Les uns ont estimé que cette réduction avait eu peu d’effet et que les problèmes de compétitivité de l’économie française venaient d’autres facteurs que le coût du travail. D’autres ont estimé que les 35 heures avaient été préjudiciables aux entreprises, aux finances publiques et à l’emploi, d’autres encore qu’elles ont été favorables à l’adaptation des entreprises à la concurrence par le dialogue social. Il s’agit donc là d’un sujet aussi important que controversé.

L’idée de la Commission est de travailler au fond, de dépassionner le sujet en abordant le débat sans faire des « 35 heures » un chiffon rouge que l’on agiterait à travers le pays.

En tant que président, il me revient de vous informer au préalable de vos droits et de vos obligations au titre de cette audition, qui s’inscrit dans le cadre formel des travaux d’une commission d’enquête, dont les procédures sont spécifiques et définies par la loi.

Je vous rappelle qu’aux termes de l’article 6 de l’ordonnance du 17 novembre 1958 relative au fonctionnement des assemblées parlementaires, la Commission pourra décider de citer dans son rapport tout ou partie du compte rendu qui en sera fait. Ce compte rendu vous sera préalablement communiqué. Les observations que vous pourriez faire seront soumises à la Commission. Par ailleurs, en vertu du même article 6 de l’ordonnance du 17 novembre 1958, les personnes auditionnées sont tenues de déposer sous serment, sans toutefois enfreindre le secret professionnel. Elles doivent prêter serment de dire la vérité, toute la vérité, rien que la vérité. Veuillez donc lever la main droite et dire : « Je le jure ».

(M. Stéphane Carcillo prête serment.)

Votre audition fait l’objet d’un enregistrement et d’une retransmission télévisée.

M. Stéphane Carcillo. Je vous remercie de m’avoir donné l’opportunité de vous présenter une synthèse des résultats de l’analyse économique et des travaux d’évaluation disponibles concernant les effets des 35 heures. Je préciserai à cet égard que si je suis en effet maître de conférences à l’Université Paris I et Professeur affilié au département d’économie de Sciences-Po, ainsi que vous l’avez indiqué, je suis également actuellement en détachement auprès de l’OCDE (Organisation de coopération et de développement économique), mais que c’est à titre personnel que je m’exprime aujourd’hui ici.

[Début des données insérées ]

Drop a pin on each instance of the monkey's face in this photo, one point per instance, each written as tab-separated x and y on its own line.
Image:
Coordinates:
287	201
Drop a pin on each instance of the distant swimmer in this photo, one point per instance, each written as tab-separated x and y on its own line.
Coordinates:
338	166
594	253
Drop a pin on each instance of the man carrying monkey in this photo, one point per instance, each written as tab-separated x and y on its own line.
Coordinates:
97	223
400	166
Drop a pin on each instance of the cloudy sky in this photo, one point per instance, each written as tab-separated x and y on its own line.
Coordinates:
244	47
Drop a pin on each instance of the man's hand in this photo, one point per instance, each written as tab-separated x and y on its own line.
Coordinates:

Ma présentation se focalisera sur les impacts économiques des 35 heures, en laissant de côté les effets sociétaux que je connais moins bien. Elle comprendra quatre parties : premièrement, la situation de la France en matière de durée du travail au plan international ; deuxièmement, les effets théoriques de la réduction du temps de travail sur l’emploi et les salaires ; troisièmement, les études réalisées au début des années 2000 pour mesurer l’impact possible des 35 heures, ex ante et ex post, à partir des premières données ; quatrièmement, les études qui font aujourd’hui consensus sur le sujet, et qui s’appuient sur une méthodologie plus convaincante. Enfin, je me permettrai de conclure sur ce que l’on peut apprendre de ces études.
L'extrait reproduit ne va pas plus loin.